Interestingly, Intel itself kept the P6 style up through the Pentium 4, and only from Sandy Bridge (2011) switched to the R10K style unified PRF. The reason is simple — to keep growing the ROB, the R10K style was eventually required. Today Apple's M series, ARM Cortex-X series, AMD Zen, and Intel Golden Cove are all R10K style, with ROBs ranging from 200 to 600 entries. It was only on top of the R10K style that the huge instruction windows needed to survive the memory wall era became possible.

Chip Multiprocessors

So far we've been talking about pulling out as much ILP as possible from a single core, but from the mid-2000s onward the limits of this direction became clear. Even as issue width grew and the ROB grew, the performance gain per added transistor shrank, and more importantly, the power and thermal problems that prevented raising the clock any further (the power wall) delivered the finishing blow. The moment the Pentium 4 hit the 4 GHz wall is symbolic.

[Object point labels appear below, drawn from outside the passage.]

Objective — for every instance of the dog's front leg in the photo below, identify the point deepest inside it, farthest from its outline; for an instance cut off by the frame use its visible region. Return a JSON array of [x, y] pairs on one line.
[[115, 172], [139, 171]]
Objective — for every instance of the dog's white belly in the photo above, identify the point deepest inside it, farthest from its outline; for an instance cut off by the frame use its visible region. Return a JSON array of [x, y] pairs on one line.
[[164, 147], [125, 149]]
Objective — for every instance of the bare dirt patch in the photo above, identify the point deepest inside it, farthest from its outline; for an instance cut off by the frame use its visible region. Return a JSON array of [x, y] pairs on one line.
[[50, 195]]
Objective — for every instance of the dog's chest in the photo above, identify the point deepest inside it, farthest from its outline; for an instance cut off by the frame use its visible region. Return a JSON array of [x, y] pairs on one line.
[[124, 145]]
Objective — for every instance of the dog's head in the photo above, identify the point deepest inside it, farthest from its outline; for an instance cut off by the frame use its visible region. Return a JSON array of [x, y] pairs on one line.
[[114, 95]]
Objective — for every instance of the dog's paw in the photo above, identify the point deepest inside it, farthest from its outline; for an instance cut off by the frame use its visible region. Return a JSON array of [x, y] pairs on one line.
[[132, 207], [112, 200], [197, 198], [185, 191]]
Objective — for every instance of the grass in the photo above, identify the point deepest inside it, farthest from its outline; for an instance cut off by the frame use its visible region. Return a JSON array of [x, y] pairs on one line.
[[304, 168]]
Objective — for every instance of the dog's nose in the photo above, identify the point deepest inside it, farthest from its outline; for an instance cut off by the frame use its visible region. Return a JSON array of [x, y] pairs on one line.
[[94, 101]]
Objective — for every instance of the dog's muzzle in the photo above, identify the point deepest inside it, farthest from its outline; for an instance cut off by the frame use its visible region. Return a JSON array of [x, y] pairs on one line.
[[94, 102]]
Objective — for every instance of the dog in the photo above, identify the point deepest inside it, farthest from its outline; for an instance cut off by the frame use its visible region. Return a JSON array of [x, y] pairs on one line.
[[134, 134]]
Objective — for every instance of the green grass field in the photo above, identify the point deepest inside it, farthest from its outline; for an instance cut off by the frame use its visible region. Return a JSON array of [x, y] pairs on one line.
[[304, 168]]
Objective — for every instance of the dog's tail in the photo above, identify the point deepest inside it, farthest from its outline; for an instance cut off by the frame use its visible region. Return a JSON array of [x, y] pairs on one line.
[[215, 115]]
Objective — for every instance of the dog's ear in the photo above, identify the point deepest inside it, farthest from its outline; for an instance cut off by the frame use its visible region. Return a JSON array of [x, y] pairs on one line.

The alternative that emerged at that point is the Chip-Multiprocessor (CMP), commonly called the multicore design. Rather than making one core bigger and faster, the idea is to put several cores of moderate size on a single die. Starting with the 2005 AMD Athlon 64 X2 and Intel Pentium D, every mainstream CPU since then has been a multicore.

CMP invests the transistor budget in TLP (Thread-Level Parallelism) rather than ILP. Because each core runs its own thread independently, throughput can scale roughly linearly with the number of cores, without the dependency, branch, and cache-miss headaches you get when squeezing ILP. Going back to the ILP/TLP/DLP classification from the beginning of this post, where superscalar and OoO were the hardware for ILP, CMP is the hardware for TLP.

Of course, it isn't free. Because multiple cores share the same memory, a cache coherence protocol is needed, and from the programmer's side explicit multithreaded programming is required to actually benefit from multicore. A single-threaded program still runs on just one core no matter how many cores there are. For this reason, the introduction of CMPs marked the transition from the era of "hardware getting faster on its own" to the era of "software having to deal with parallelism explicitly."